Given its strong share price performance, we think it's worthwhile for Entera Bio shareholders to consider whether its cash burn is concerning. In this report, we will consider the company's annual negative free cash flow, henceforth referring to it as the 'cash burn'. We'll start by comparing its cash burn with its cash reserves in order to calculate its cash runway.
View our latest analysis for Entera Bio
Does Entera Bio Have A Long Cash Runway?
A cash runway is defined as the length of time it would take a company to run out of money if it kept spending at its current rate of cash burn. When Entera Bio last reported its balance sheet in June 2021, it had zero debt and cash worth US$27m. Importantly, its cash burn was US$8.6m over the trailing twelve months. So it had a cash runway of about 3.1 years from June 2021. There's no doubt that this is a reassuringly long runway. Depicted below, you can see how its cash holdings have changed over time.

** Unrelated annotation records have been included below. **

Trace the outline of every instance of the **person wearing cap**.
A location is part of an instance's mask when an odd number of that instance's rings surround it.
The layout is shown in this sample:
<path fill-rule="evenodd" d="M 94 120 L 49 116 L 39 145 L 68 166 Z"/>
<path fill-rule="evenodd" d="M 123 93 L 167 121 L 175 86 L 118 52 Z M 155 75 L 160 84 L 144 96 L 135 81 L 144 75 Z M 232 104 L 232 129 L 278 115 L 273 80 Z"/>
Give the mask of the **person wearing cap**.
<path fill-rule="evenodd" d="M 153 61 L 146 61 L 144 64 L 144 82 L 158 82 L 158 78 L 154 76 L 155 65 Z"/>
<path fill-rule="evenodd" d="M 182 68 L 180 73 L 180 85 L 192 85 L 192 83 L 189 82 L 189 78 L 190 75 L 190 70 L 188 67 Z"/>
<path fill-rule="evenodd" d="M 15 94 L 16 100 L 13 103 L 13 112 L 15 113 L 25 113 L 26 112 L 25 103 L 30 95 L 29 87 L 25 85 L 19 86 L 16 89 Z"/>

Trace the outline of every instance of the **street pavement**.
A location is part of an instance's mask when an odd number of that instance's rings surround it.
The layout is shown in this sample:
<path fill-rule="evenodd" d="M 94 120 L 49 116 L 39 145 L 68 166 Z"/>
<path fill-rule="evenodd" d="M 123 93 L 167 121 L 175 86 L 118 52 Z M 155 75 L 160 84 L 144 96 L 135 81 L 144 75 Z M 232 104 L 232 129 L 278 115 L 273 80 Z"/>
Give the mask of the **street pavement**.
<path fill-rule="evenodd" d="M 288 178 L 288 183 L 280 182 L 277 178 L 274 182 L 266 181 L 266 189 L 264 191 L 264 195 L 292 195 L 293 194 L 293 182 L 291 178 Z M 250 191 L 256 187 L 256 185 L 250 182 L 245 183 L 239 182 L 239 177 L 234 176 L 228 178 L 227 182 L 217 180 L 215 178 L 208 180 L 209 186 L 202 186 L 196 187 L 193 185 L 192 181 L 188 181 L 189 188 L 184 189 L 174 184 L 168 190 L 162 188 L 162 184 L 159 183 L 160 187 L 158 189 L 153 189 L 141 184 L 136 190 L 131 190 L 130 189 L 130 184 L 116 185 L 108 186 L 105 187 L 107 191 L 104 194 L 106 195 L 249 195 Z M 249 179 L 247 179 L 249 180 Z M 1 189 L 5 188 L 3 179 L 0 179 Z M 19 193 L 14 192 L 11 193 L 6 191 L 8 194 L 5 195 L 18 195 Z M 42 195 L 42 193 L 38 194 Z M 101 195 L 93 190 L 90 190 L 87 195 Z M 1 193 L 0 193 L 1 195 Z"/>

How Is Entera Bio's Cash Burn Changing Over Time?
Whilst it's great to see that Entera Bio has already begun generating revenue from operations, last year it only produced US$537k, so we don't think it is generating significant revenue, at this point. As a result, we think it's a bit early to focus on the revenue growth, so we'll limit ourselves to looking at how the cash burn is changing over time. While it hardly paints a picture of imminent growth, the fact that it has reduced its cash burn by 22% over the last year suggests some degree of prudence. Clearly, however, the crucial factor is whether the company will grow its business going forward. For that reason, it makes a lot of sense to take a look at our analyst forecasts for the company.
Can Entera Bio Raise More Cash Easily?
Even though it has reduced its cash burn recently, shareholders should still consider how easy it would be for Entera Bio to raise more cash in the future. Companies can raise capital through either debt or equity. One of the main advantages held by publicly listed companies is that they can sell shares to investors to raise cash and fund growth. By looking at a company's cash burn relative to its market capitalisation, we gain insight on how much shareholders would be diluted if the company needed to raise enough cash to cover another year's cash burn.